Angus Woods said the October Budget is Minister Creed’s last chance to deliver on the €200 for suckler farmers, who are on their knees in terms of low incomes and rising costs.
He said confidence is at a very low ebb in the suckler sector after the horrendous year they have been through and are now facing a very difficult market situation for the sale of weanlings and stores.
In addition to the €200 suckler cow payment, the IFA National Livestock Chairman called on Minister Creed to show much more support for the low income livestock sector.
He said the Minister needs to support the live export trade with export credit insurance, mechanisms to deal with currency fluctuations and increased promotions. He said the live trade is critical for competition and additional market outlets.
Angus Woods said there are live export opportunities, which if fully pursued, would significantly boost the mart trade for store cattle and weanlings.
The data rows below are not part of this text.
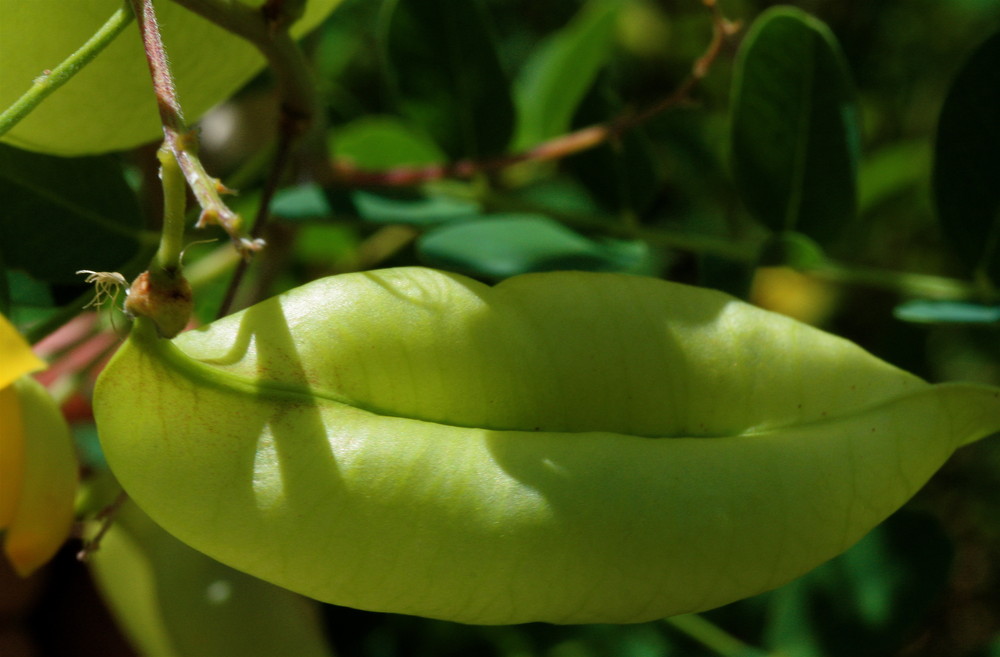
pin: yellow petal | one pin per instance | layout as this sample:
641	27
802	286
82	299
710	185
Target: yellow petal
11	454
44	509
16	357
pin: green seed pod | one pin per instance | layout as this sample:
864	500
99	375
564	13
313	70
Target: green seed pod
563	447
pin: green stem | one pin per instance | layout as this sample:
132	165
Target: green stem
168	257
183	142
49	81
709	635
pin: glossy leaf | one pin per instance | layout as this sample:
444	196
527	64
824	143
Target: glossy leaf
499	246
444	71
173	601
795	134
556	79
90	216
110	105
565	447
382	143
624	174
966	166
423	211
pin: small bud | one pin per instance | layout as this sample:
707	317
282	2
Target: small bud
164	298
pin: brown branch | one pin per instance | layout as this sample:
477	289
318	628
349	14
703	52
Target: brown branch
345	174
182	141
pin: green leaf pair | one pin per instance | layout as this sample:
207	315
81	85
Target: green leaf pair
562	447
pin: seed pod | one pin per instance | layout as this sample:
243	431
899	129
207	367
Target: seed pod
562	447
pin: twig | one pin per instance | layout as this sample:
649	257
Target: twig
50	80
182	141
347	175
107	517
267	28
286	143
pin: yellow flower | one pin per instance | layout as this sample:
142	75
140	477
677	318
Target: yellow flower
38	469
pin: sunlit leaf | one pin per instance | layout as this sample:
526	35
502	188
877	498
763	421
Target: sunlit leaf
445	73
563	447
795	135
173	601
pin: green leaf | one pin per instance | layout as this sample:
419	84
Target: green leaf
382	143
557	77
443	68
61	215
301	202
562	447
795	137
424	211
500	246
947	312
866	601
173	601
966	166
622	175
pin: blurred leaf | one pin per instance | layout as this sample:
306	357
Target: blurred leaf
892	171
946	312
864	601
173	601
301	202
792	249
966	164
65	214
499	246
31	300
556	79
323	243
794	140
622	175
423	211
443	68
383	142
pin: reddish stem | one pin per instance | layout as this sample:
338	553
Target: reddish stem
347	175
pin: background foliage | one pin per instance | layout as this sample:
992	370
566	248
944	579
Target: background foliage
409	83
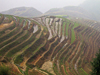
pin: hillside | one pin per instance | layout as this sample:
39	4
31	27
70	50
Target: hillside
47	45
92	6
23	12
73	11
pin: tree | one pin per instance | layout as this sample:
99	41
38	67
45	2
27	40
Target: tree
96	65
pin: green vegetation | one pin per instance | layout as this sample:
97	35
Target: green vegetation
67	28
82	72
73	33
69	56
64	27
96	65
4	70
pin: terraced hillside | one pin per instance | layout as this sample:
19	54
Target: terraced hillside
47	45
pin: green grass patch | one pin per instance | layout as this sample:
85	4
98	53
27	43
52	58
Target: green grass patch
73	33
82	72
63	27
67	28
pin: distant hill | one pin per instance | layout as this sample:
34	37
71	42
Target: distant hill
93	6
23	12
74	11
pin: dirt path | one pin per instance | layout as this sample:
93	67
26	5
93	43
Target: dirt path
51	19
23	64
35	28
60	22
15	40
56	27
47	50
48	66
75	66
6	24
8	32
12	36
50	35
62	39
16	46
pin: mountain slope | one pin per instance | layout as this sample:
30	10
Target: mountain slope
74	11
48	45
23	12
92	6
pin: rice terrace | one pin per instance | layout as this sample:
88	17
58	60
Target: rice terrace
58	40
47	45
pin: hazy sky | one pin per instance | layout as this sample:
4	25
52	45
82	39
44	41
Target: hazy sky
41	5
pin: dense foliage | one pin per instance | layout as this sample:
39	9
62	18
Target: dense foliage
96	65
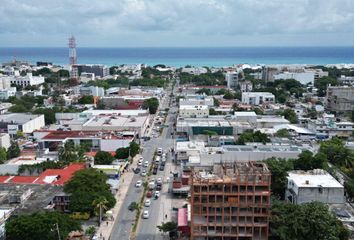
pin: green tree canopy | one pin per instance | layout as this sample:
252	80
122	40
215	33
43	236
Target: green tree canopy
85	187
40	226
104	158
252	137
305	221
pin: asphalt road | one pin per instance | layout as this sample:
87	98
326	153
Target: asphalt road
146	228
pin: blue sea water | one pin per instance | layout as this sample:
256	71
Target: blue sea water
211	56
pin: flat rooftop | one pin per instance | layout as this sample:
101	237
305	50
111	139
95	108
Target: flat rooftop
62	135
314	178
119	121
18	118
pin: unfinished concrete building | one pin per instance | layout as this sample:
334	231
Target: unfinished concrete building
231	202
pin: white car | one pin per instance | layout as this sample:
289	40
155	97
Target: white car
146	214
138	183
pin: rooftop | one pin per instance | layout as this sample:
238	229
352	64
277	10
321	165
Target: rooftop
314	178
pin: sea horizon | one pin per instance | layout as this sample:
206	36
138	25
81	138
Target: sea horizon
182	56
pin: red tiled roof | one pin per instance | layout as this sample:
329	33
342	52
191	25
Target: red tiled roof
23	179
63	175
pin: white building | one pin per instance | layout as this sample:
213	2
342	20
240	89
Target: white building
303	77
233	78
197	111
27	123
197	100
5	141
315	185
27	80
257	98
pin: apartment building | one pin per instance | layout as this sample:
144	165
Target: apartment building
231	201
256	98
340	99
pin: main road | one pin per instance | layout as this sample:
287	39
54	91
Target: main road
125	219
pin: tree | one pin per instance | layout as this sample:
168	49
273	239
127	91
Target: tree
86	99
87	186
168	227
337	153
100	204
290	115
3	155
104	158
349	189
152	104
252	137
13	151
279	169
305	221
282	133
40	226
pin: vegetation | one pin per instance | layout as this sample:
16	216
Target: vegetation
87	187
41	226
133	150
279	168
3	155
322	83
282	133
13	151
252	137
305	221
104	158
152	104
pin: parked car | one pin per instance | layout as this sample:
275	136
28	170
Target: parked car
139	183
157	194
146	214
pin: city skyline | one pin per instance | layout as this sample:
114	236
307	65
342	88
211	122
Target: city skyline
157	23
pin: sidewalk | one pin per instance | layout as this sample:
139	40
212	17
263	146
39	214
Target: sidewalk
105	230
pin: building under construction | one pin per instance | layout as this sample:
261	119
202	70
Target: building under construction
231	202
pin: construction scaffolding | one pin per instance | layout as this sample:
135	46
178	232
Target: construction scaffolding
231	202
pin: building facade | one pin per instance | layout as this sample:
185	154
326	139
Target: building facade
340	99
231	202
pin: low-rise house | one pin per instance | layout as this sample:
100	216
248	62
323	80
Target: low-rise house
314	185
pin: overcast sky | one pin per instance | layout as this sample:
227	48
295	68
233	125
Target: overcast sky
145	23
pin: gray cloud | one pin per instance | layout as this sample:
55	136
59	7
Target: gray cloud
174	23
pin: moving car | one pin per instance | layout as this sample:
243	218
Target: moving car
146	214
138	183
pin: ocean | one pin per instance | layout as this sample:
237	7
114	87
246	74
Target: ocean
211	56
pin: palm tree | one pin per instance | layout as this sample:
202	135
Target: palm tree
99	204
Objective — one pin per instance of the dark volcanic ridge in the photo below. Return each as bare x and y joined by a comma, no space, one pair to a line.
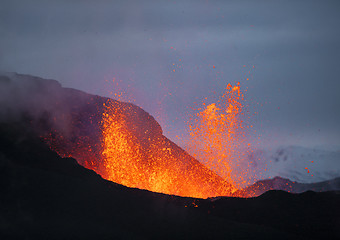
44,196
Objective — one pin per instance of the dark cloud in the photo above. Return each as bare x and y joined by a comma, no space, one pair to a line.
293,45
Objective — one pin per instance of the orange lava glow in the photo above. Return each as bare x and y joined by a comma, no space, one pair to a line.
155,164
124,144
218,136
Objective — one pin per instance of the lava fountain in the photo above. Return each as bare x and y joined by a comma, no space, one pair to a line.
153,162
218,136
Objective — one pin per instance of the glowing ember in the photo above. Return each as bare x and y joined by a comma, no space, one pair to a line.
154,164
124,144
217,136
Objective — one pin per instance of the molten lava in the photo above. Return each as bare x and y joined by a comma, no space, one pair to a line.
155,164
124,144
218,136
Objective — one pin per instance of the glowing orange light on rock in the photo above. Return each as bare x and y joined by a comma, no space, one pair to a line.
155,164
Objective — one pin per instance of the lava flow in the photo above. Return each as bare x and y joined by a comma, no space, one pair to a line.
153,163
124,144
218,136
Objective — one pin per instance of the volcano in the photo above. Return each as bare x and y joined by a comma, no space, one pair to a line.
47,132
118,140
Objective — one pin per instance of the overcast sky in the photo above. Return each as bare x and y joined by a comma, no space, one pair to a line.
289,50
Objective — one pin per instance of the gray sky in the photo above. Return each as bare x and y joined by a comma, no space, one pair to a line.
293,45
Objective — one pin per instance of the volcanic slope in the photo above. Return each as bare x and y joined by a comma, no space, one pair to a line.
118,140
44,196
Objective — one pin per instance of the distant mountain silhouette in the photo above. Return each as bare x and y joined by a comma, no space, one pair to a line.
283,184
‘Minister Creed has to show that the Government is concerned about the income crisis in the livestock sector and take immediate action on sucklers and live exports.’ He said the live trade to Spain has major potential if fully developed and supported.
On the finished cattle side, Angus Woods said the factories needed to stabilise and increase prices. He said this is possible in view of the strong turnaround in cattle prices in our main export market in the UK, where prices have increased by over 8p/kg in the last three weeks.
The National Livestock Chairman said factories needed to seriously commit to winter finishers and provide contract arrangements which will reduce the risk and ensure that there is a reasonable margin for the finisher. He said there are some talks of contracts with individual factories and feeders. He said farmers looking at buying cattle this autumn to feed over the winter months are not prepared to take on the risk involved on their own.
The IFA Livestock Leader said price arrangements and contracts which reduce or eliminate the risk are now typical across several farming systems, including between dairy farmers and their co-ops, and it should be no different with meat factories and their suppliers.
He said factories are dealing with the same retailers and financial sustainability was essential to ensure continued supply.
Angus Woods said the cattle trade is at a critical juncture and it is essential that factories respond positively on prices and do not undermine confidence further at this time.
Angus Woods said following a number of weeks of falling prices in the UK, prices have turned and increased strongly for the last two weeks. UK cattle prices rose by 4p/kg in the week ending August 18 and another 4.3p/kg in week ending August 25.
He said against this background in our major export market, Irish factories were in a position to stabilise and increase prices and he called on the factories to show some commitment to their suppliers. He said UK steers were making £3.73/kg, which is the equivalent of €4.37/kg including vat at an exchange rate of 90p/€.